With pre-election debates finally over, Portugal is now in the thick of a campaign that has been described today as “the strangest and most unpredictable in the history of Portuguese democracy”.
Carlos Rodrigues, editorial director general of the country’s best read tabloid, Correio da Manhã, explains that these upcoming elections on May 18 are ‘strange’ because essentially no one wants them: “the majority of the electorate have disapproved (of these elections) since they were scheduled, and the generality of the parties also insist they didn’t want them” – and they are unpredictable “because the issue that led to the fall of the government is unprecedented: it is the first time that a prime minister fell because of a company in his family universe, a situation which raises ethical problems at the very least.

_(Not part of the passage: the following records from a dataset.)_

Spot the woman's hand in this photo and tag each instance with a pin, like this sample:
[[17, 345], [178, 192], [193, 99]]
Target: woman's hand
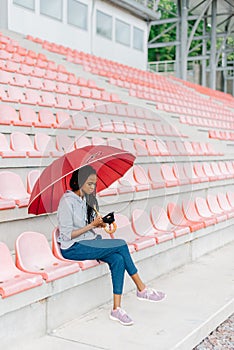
[[98, 222]]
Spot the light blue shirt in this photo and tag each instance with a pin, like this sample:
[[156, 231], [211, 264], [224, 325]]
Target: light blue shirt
[[72, 215]]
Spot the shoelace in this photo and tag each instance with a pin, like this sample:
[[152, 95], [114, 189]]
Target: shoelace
[[124, 315]]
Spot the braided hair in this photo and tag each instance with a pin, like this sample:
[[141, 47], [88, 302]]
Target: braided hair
[[77, 180]]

“Anything could happen”, he concedes.
But “the first effect of this unusual conjugation of circumstances is the visible divorce between the Portuguese and the electoral proposals, which could be seen in the fall in audience numbers for the debates; the reduction of initiatives by way of street campaigns and a greater than normal disinterest in parties’ electoral programmes”.

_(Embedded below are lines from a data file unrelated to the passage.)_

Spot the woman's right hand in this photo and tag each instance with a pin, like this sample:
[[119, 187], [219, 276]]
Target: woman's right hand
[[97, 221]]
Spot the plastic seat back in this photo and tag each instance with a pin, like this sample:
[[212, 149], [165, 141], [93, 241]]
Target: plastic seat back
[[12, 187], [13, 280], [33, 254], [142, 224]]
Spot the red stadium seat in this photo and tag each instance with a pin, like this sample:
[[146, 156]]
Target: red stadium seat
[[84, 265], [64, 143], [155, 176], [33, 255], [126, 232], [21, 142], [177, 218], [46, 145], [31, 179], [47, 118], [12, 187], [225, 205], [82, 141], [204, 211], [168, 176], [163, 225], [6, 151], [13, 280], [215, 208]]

Voters have also been faced with “one of the principal two candidates (Pedro Nuno Santos, leading PS Socialists) predicting that instability will continue” whatever the election result, which, according to Rodrigues, opens the spectre of “yet further elections, when these haven’t even taken place”.

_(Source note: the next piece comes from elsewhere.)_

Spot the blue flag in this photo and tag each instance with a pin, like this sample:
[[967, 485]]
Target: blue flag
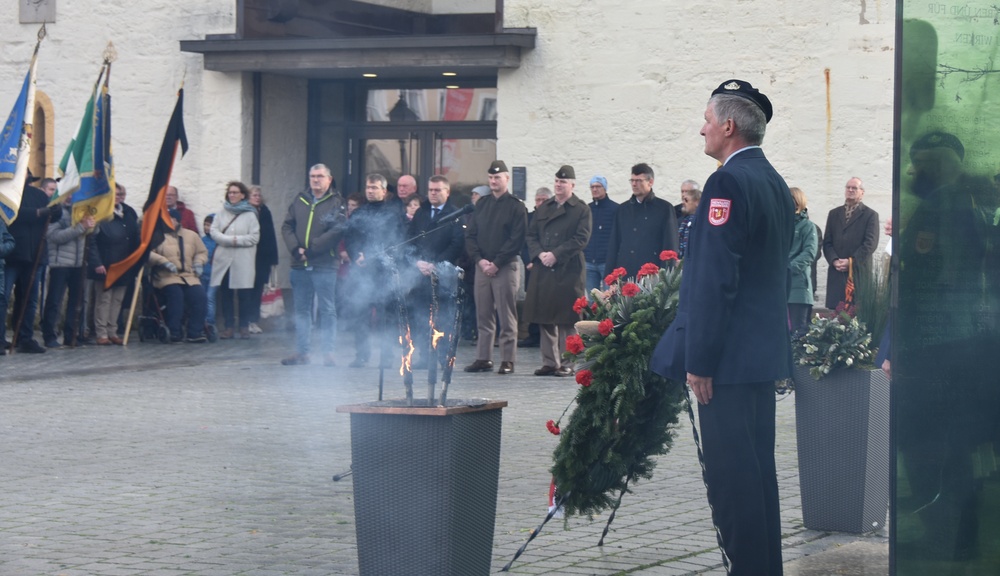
[[15, 147]]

What Rodrigues didn’t mention is the fact that whatever government emerges after the latest elections, there can be no further elections until next summer, due to the fact that President Marcelo is standing down in January (and prevented under the Constitution of dissolving parliament before he goes) – and whoever takes oover has also to wait a certain period of time before parliament can be dissolved.
In other words, these elections are the last chance for a ‘working majority’ (of whichever party wins) for the next year – and thus both leaders are telling voters: “Don’t throw your votes away on the smaller parties”.
The smaller parties (of which there are already six in parliament: CDS/ LIVRE/ PAN/ Bloco de Esquerda/ PCP communists and Iniciativa Liberal) are, as would be expected, trying to impress on the electorate how important they could be in any future administration.
Another aspect of these elections is the level of personal insults: it seems a great deal higher than in previous campaigns, with Pedro Nuno Santos seen to be seizing every opportunity to denigrate PSD leader Luís Montenegro, to the extent that he is even talking about “Trumpisation” of policies (this, referring to the government’s decision to give thousands of immigrants 20-days to ‘self deport’).
In many aspects, immigration and Spinumviva (the prime minister’s family firm) have taken ‘centre stage’ in this frantic contest, when the real problems of the country are lost in the maelstrom. And this is precisely what pundits warned: these elections are much more about securing power than about improving the lot of the electorate.